Lombardia, cresce la preferenza per la casa in affitto

6 Febbraio 2020, di Alberto Battaglia

Sempre più italiani decidono di andare a vivere in affitto non per necessità lavorative, bensì per scelta: lo rivelano i dati pubblicati dall’Ufficio Studi di Tecnocasa. Il fenomeno non risparmia anche la regione più dinamica dello Stivale: in Lombardia, infatti, il 68,9% di chi ha optato per l’affitto nel primo semestre del 2019 lo ha fatto per scelta abitativa. Notevole, dunque l’incremento negli ultimi tre anni: nel 2016 la quota si limitava al 49,2%, nel 2017 si è poi passati al 58,1% e nel 2018 al 62%. Un incremento costante cui è corrisposto un calo nella quota di chi va a vivere in affitto per ragioni di lavoro: fra il primo semestre 2018 e quello del 2019 la percentuale è scesa dal 37 al 30,1%.

Su scala nazionale il dato è ancora superiore a quello lombardo: gli inquilini per scelta sono il 71,4%, in crescita dal 61,4% di un anno prima.

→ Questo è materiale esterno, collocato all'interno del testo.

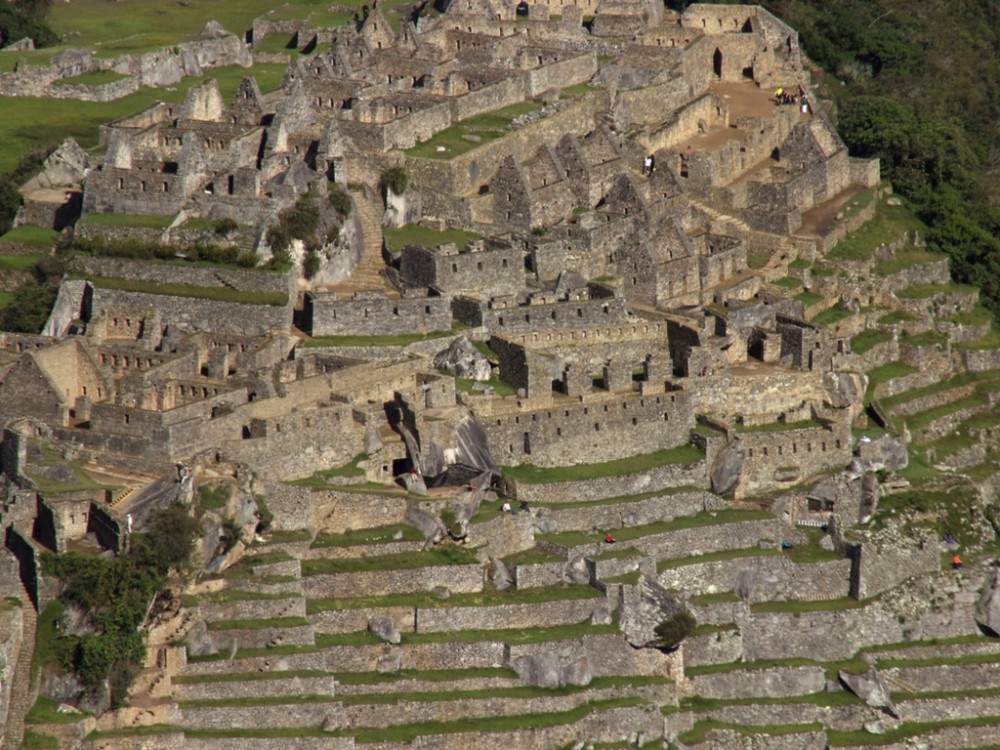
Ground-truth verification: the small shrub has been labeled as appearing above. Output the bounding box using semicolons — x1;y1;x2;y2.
382;167;410;195
326;182;353;220
215;216;240;237
302;252;320;279
653;609;698;650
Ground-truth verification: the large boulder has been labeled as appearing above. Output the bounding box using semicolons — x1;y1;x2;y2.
434;344;491;380
837;667;897;716
711;438;745;495
618;574;687;648
975;567;1000;635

Il contratto di locazione più utilizzato in Lombardia è quello a canone libero da 4 anni più 4 (77,1%), la percentuale di contratti a carattere transitorio è del 14,8%, mentre i contratti a canone concordato si attestano all’8,1%. Tutti i valori ad eccezione del canone concordato (5,1% nel primo semestre 2018) sono in diminuzione; i contratti a canone libero registravano nel nel primo semestre del 2018 una percentuale pari all’82,4%, i contratti a carattere transitorio il 12,5%. Il taglio più affittato è il bilocale (47,7%), seguito dal trilocale con il 30,3% delle preferenze.

 

In Lombardia gli inquilini sono in prevalenza coppie o coppie con figli nel 56% dei casi (in lieve flessione il valore del 2018 era 57,5%), mentre sono single nel 44,0% dei casi, in aumento dal 42,5%. Chi cerca casa in affitto in questa regione, infine, è mediamente più giovane: il 45,0% ha un’età compresa tra 18 e 34 anni, seguita dalla fascia d’età tra i 35 e 44 anni con il 24,8%.